“He has been raised, he is not here.” Mark’s account of the resurrection still bears some of the rawness of a recent event – an event so alarming and unexpected that it has not yet been fully integrated. The terror and amazement that had taken hold of the women who first discovered that Jesus was not there in the tomb remains in the story and has not yet been refined by the later accounts and their confidence and sentiment. And in our wearied world this may be the account that resonates the most. (RCL Mark 16:1-8)
Mary Magdalene, and Mary the mother of James, and Salome come to the tomb with the spices and the intention of anointing him properly for burial as it had been such as improper hurry two days before. They go expecting to touch and care for the body of the one they have loved and lost so terrifyingly. They are probably fearful of the state of the body, they would have had reason to fear soldiers keeping guard, they were almost certainly grief struck at their loss of a friend, a leader, a reason for their own lives. They go expecting only the small comfort of doing properly for the body of their once beloved. And they find the stone rolled away, the tomb empty, and an alarming stranger telling them he is not here, he has been raised. No wonder they are filled with terror and amazement.
In this half light maybe we can get in touch with that rawness, that unpreparedness for the news of resurrection. For while the news of the resurrection of Jesus is well known to us there is a sense in which, for me at least, I hold my breath each year to see if it will happen this time, if this year it will also feel true.
Part of the discipline and the painful gift of Lent and Easter each year is to give oneself to the process of struggle and death and therefore to enter into the terrible possibility that resurrection might not come, that life may not spring up again. It is an act of deep faith or maybe just deep need that we give ourselves each year into this dark mystery in the hope and trust that the news shall again prove true, that he has been raised, he is not here in the tomb. And is this not the way that new life sometimes comes to us? Before the full blown blossom is just the hint of green, the fragile green edge of new growth erupting through blackened bark.
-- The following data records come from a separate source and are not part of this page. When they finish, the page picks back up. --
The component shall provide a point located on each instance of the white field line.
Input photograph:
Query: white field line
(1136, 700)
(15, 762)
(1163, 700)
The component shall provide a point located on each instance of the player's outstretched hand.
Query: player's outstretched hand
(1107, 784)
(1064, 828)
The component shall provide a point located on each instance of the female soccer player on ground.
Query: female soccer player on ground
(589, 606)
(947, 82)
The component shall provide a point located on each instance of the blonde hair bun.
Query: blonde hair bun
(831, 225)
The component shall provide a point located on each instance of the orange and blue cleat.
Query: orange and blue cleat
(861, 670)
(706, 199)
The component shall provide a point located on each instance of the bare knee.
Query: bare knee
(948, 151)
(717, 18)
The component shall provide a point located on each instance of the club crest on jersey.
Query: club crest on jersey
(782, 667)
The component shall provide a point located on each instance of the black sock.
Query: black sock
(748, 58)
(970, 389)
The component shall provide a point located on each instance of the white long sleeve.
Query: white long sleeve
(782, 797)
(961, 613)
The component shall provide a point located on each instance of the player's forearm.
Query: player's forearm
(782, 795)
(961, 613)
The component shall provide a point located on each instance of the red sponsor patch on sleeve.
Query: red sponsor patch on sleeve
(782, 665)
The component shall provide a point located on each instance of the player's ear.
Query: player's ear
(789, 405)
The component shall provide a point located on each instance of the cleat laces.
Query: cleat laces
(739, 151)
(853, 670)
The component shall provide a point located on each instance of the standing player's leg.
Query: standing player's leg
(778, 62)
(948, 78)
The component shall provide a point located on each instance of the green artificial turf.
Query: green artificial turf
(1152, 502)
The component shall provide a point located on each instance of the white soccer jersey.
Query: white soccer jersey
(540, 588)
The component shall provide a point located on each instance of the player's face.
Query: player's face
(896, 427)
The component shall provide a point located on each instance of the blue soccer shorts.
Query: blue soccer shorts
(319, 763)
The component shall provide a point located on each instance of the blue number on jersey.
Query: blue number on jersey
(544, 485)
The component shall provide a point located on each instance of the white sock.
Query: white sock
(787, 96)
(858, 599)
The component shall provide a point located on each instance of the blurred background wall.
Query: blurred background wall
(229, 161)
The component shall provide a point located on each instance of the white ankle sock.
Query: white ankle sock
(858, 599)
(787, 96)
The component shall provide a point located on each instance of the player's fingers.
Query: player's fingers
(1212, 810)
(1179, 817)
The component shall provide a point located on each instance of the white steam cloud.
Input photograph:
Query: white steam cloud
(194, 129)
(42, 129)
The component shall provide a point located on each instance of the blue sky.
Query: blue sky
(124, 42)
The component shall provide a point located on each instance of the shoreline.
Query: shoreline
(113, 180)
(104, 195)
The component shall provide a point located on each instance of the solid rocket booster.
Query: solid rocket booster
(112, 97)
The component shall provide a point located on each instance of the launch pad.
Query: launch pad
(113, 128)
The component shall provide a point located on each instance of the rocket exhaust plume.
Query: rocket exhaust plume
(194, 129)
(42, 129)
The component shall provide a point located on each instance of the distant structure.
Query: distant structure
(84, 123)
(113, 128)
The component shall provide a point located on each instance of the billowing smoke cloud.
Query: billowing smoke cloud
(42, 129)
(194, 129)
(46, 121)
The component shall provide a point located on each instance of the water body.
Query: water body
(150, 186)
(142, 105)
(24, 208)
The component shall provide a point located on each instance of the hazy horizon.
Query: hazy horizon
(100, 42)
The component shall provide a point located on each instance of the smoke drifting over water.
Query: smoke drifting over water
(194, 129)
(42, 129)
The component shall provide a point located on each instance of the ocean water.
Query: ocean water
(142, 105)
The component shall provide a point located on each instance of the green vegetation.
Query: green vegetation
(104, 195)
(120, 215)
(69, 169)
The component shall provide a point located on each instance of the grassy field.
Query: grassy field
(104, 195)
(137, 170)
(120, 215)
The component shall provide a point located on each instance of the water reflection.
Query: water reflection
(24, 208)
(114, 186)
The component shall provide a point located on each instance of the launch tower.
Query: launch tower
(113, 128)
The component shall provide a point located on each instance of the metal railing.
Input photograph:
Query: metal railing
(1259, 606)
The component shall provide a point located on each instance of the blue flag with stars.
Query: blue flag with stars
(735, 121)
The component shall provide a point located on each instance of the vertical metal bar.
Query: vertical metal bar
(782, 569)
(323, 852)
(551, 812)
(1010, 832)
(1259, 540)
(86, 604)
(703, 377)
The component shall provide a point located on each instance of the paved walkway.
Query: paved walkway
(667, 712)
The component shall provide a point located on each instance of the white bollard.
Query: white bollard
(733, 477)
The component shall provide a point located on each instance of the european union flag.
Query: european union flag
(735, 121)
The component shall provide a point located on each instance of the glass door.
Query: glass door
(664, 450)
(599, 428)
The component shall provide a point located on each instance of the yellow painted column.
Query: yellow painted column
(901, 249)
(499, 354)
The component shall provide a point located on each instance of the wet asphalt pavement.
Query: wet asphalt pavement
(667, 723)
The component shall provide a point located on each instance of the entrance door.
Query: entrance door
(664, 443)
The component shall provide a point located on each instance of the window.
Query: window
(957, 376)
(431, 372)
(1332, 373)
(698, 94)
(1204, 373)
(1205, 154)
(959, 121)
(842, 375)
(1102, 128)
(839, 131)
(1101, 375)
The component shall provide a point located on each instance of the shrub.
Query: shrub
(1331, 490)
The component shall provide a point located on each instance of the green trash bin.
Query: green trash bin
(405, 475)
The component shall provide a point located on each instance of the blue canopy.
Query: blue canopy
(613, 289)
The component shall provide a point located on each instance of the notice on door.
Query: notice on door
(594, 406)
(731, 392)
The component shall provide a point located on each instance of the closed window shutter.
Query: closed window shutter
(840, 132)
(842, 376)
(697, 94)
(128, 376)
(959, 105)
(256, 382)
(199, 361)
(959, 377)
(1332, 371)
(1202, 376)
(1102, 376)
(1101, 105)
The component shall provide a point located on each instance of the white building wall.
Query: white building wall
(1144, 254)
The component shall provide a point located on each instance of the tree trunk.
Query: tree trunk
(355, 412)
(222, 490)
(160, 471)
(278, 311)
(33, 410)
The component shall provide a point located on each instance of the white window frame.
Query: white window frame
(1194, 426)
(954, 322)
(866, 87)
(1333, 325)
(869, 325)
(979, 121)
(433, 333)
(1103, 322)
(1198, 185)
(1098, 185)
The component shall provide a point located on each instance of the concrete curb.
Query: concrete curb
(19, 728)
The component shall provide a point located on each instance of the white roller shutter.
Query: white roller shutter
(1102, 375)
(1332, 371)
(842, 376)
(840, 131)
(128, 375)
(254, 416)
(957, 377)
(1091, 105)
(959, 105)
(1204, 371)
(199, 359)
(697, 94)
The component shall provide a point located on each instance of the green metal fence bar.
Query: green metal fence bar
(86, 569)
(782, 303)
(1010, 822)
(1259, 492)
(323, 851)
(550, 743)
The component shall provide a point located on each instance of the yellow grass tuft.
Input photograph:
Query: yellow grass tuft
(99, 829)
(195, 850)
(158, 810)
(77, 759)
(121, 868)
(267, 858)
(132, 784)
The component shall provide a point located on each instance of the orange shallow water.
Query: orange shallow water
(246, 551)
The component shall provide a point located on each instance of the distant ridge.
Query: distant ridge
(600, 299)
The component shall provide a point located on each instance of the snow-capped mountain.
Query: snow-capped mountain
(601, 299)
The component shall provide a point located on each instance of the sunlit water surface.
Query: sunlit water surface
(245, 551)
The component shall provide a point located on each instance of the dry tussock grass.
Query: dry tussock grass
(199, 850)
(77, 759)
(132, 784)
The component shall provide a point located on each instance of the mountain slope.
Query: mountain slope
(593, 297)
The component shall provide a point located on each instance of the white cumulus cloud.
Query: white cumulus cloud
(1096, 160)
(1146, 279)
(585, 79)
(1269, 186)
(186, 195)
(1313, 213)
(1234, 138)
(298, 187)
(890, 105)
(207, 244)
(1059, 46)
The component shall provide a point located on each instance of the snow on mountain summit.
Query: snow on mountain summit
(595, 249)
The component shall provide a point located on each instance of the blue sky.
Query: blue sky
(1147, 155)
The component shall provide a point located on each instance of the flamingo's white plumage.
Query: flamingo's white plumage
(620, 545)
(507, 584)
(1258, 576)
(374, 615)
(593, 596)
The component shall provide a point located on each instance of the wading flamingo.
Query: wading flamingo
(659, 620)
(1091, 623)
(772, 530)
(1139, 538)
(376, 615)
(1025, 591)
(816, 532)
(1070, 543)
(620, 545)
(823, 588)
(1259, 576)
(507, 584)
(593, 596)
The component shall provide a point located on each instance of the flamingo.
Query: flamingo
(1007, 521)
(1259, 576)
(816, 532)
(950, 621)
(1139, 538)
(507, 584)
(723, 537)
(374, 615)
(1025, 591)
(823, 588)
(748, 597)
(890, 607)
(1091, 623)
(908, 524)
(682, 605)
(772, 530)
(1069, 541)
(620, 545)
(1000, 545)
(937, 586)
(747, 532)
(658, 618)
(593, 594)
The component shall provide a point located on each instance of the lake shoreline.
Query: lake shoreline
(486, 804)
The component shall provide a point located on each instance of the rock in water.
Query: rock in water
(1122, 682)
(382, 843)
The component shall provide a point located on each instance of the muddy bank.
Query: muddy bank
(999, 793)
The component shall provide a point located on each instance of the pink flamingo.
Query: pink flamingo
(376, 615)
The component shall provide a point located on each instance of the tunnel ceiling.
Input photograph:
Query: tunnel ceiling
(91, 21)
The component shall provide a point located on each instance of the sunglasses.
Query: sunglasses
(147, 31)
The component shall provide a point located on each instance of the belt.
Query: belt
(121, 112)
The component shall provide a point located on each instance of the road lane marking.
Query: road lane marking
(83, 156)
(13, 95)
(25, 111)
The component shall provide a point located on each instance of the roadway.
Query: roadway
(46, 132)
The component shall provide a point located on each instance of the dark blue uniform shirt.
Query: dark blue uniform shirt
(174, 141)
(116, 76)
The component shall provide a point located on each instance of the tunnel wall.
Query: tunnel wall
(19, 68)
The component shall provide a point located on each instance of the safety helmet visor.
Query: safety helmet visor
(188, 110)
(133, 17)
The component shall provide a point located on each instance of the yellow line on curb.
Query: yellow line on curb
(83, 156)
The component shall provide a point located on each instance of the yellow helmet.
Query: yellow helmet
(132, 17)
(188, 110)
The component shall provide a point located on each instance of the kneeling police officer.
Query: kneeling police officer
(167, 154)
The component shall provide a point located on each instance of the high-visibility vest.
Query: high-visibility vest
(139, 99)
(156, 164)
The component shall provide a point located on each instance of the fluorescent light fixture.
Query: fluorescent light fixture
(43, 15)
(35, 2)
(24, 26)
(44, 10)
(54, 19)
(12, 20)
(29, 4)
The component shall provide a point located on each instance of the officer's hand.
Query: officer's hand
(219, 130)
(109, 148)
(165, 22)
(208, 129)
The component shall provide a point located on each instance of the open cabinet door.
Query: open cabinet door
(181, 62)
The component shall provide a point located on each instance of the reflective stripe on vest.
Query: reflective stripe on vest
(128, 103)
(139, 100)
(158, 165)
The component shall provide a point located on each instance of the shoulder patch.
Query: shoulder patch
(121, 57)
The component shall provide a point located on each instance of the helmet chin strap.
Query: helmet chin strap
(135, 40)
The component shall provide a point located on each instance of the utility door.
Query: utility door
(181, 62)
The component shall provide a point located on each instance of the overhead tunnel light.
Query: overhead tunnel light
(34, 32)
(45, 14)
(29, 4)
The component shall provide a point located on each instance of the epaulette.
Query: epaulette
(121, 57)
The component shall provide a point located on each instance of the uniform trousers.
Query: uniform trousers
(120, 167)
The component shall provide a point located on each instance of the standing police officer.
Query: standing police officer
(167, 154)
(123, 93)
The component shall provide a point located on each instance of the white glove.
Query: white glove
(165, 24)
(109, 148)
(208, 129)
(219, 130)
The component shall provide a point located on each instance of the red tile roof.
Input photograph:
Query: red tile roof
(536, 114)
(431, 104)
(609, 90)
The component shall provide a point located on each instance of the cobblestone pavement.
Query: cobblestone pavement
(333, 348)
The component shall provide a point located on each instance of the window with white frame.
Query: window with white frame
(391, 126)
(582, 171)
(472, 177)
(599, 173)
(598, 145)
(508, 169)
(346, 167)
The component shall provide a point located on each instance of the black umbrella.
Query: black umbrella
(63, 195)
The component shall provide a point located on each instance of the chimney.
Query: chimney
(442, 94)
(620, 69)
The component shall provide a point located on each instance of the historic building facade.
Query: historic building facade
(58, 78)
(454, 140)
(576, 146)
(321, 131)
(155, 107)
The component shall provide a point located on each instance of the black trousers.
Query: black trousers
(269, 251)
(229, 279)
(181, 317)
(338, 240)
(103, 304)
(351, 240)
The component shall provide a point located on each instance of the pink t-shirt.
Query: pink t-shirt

Before the certainty of a new stage of life just a hint of hope in the anxious space of what has been taken or given away. Before the joy of a new life in your arms just the strange sickness in the morning, a shift of gravity with increasing size, and a strange sense of being taken over by another being, another agenda of life.
Resurrection in many aspects of our life, personal and communal, often has this raw and uncertain manifestation at first. Something important is happening but its outcome is as yet uncertain. We must trust that the messenger is from God and that the message is for our good no matter what a stretch of understanding that may seem. And so still blinking, panting from running to tell this alarming news to others, we prepare to leave this place and to go out into the morning, our worlds having been changed in ways we cannot yet fathom but which we instinctively know will change everything.
For resurrection does change everything. For resurrection is not simply life again but life as it has never been before. For resurrection is not simply a new thing but an all consuming thing. For resurrection is not simply a new thing but is a new thing that changes us but returns us to where we came from to be different in the same place.
“ ... he has been raised, he is not here. But go, tell his disciples that he is going ahead of you ... and there you will see him just as he told you.” It is all waiting for us – out there, in here, ahead of us – just as he told us.
Even so, come risen Lord Jesus Christ and bring resurrection into our lives.